Above is the mighty - but cursed, more about that below - Mehrangarh Fort, perched on its rocky cliff, 400 feet above the plain. It seems to grow out of the rock itself, and in some parts, the rock face was hewn to create its ramparts. It's quite a walk, all the way up, and there is an elevator for those who don't want to make the effort. We didn't mind, but it's a good thing that it was cool outside. I can't imagine the climb in the blistering heat of summer.
This young boy who couldn't be more than 4 years old was inside the Mehrangarh Fort, between the first and the second gate, with his father who played the ravanhatta. He welcomed us in about half a dozen languages - Hello, Bonjour, Hola, Ciao, Gutten Tag, etc - before he proceeded to ask - repeatedly, this young chap was on a mission - for a "baksheesh" and apparently, that word needed no translation. He sang, he danced, he charmed everyone who came near him, and seemed to take a liking to our smallest daughter, who was her height, and when his father got up a few minutes, he promptly replaced him with the instrument. He didn't really play, but he was just as good at pretending.
Below are the roofs of Jodhpur, aptly-named "the blue city." The blue houses were originally for Jodhpuri Brahmins, as they'd discovered that the light indigo color deflects the heat and wards off mosquitoes. Soon, non-Brahmins joined in. All these blue roofs and walls are quite a sight, from the fort.

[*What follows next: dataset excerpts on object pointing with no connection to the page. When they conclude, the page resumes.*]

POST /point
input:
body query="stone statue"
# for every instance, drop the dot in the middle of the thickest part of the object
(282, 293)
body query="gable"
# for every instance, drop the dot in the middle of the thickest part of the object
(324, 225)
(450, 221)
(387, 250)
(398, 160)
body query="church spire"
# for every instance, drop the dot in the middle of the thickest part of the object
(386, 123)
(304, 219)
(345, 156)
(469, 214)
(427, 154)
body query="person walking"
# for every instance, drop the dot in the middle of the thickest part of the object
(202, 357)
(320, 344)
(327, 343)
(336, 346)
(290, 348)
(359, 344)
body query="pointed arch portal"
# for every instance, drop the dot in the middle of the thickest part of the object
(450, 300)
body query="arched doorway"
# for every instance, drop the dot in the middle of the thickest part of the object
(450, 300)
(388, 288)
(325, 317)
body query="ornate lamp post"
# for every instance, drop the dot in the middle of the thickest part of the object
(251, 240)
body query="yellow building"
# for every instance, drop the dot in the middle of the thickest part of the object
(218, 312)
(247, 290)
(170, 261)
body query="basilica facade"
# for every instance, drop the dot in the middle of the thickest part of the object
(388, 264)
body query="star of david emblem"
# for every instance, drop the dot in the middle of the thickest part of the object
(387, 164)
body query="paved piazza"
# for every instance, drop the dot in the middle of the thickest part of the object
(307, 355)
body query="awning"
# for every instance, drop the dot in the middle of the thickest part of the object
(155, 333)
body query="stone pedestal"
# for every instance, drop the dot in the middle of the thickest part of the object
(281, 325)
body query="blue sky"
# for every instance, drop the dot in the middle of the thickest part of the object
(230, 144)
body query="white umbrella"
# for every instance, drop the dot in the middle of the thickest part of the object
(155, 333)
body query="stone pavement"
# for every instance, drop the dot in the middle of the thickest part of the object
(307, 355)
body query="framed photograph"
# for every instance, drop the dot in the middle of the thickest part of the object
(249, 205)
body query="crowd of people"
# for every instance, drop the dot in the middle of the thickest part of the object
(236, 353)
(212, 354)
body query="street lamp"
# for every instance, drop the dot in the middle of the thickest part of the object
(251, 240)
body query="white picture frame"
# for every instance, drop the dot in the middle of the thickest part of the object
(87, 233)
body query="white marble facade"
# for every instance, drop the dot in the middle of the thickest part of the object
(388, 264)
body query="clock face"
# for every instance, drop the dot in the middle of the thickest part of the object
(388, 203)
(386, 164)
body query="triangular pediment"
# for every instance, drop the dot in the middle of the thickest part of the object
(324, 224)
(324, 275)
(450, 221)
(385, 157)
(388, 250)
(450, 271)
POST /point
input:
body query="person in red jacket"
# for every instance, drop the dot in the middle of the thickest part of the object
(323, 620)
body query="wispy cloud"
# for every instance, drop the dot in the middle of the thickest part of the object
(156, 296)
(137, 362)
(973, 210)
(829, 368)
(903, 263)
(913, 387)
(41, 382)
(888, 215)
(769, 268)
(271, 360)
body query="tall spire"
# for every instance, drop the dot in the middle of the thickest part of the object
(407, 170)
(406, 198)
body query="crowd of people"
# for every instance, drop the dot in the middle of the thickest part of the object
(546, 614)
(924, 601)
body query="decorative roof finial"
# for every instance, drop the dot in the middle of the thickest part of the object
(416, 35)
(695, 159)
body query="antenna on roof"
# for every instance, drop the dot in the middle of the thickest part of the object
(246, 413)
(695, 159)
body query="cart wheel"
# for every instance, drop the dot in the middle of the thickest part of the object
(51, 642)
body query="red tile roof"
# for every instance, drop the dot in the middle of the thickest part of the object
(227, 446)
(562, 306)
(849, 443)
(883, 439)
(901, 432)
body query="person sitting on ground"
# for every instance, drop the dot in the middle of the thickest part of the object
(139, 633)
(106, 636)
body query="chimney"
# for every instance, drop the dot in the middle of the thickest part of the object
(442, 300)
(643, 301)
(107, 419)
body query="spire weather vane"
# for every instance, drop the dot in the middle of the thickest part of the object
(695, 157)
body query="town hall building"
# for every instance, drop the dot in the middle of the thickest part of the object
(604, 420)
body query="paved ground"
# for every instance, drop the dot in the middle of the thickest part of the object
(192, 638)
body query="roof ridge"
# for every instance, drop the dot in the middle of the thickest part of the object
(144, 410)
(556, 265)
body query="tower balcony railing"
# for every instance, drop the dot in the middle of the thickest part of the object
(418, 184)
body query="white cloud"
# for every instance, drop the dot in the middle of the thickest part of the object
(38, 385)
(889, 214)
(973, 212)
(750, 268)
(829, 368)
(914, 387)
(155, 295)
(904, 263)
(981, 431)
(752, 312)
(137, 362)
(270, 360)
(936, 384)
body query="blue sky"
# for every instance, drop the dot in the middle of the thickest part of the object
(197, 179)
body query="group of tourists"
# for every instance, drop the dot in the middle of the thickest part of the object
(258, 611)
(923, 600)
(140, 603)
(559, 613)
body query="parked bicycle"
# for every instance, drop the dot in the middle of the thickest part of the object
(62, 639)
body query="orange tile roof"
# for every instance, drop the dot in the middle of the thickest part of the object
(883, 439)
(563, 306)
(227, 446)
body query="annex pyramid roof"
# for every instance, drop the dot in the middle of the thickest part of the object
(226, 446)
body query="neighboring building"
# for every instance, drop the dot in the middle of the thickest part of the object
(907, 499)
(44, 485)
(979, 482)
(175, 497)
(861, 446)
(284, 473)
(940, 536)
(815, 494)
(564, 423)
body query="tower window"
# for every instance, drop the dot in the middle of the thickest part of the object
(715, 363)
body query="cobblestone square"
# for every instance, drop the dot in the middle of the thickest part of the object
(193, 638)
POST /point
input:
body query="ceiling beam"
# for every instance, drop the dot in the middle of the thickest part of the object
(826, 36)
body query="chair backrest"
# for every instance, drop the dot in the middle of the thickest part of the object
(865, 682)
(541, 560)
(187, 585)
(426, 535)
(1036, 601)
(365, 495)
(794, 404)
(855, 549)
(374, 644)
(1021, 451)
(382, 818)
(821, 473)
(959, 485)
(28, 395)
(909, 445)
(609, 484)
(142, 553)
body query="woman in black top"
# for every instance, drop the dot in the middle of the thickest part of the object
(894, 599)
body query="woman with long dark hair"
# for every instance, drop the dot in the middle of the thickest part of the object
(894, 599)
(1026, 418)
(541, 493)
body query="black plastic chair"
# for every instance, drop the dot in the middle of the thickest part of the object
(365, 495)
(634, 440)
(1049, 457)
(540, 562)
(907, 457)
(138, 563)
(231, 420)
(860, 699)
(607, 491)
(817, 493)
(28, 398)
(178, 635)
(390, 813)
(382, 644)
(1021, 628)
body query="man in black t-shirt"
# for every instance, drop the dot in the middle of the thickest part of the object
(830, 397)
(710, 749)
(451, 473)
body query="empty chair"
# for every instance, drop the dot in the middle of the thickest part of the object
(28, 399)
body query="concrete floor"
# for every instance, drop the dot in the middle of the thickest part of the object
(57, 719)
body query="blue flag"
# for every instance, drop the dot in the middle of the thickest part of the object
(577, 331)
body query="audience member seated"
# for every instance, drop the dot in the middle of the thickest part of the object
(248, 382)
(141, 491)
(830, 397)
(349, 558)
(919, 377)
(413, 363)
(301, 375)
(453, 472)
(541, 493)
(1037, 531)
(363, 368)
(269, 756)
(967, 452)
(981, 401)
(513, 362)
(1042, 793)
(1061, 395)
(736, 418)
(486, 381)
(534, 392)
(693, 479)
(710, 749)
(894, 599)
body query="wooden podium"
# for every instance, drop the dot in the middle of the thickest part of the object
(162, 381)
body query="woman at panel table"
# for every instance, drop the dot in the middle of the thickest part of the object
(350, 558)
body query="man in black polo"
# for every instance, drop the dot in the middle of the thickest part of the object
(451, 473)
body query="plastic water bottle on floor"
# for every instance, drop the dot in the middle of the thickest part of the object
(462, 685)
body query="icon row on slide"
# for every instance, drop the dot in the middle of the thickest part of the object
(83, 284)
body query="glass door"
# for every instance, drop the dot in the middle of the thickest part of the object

This is one facade of the palace apartments inside the fort, with its delicately latticed balconies. We took the audio tour, and really enjoyed it, in spite - or because - of some of the gruesome stories connected to the fort. For instance, a hermit meditated on this plot of land and had to move out so the foundation could be laid. Not too happy to be forced out of his chosen spot and deprived of such a lovely view, no doubt, said hermit cursed the land. To date, Jodhpur suffers from shortage of water - due to this curse, says the legend. In order to keep the fort safe, a human sacrifice was required, and a man called Raja Ram Medhwal volunteered to be buried alive in the foundation. A tiny plaque mentions the valour of Raja Ram. Makes you shudder.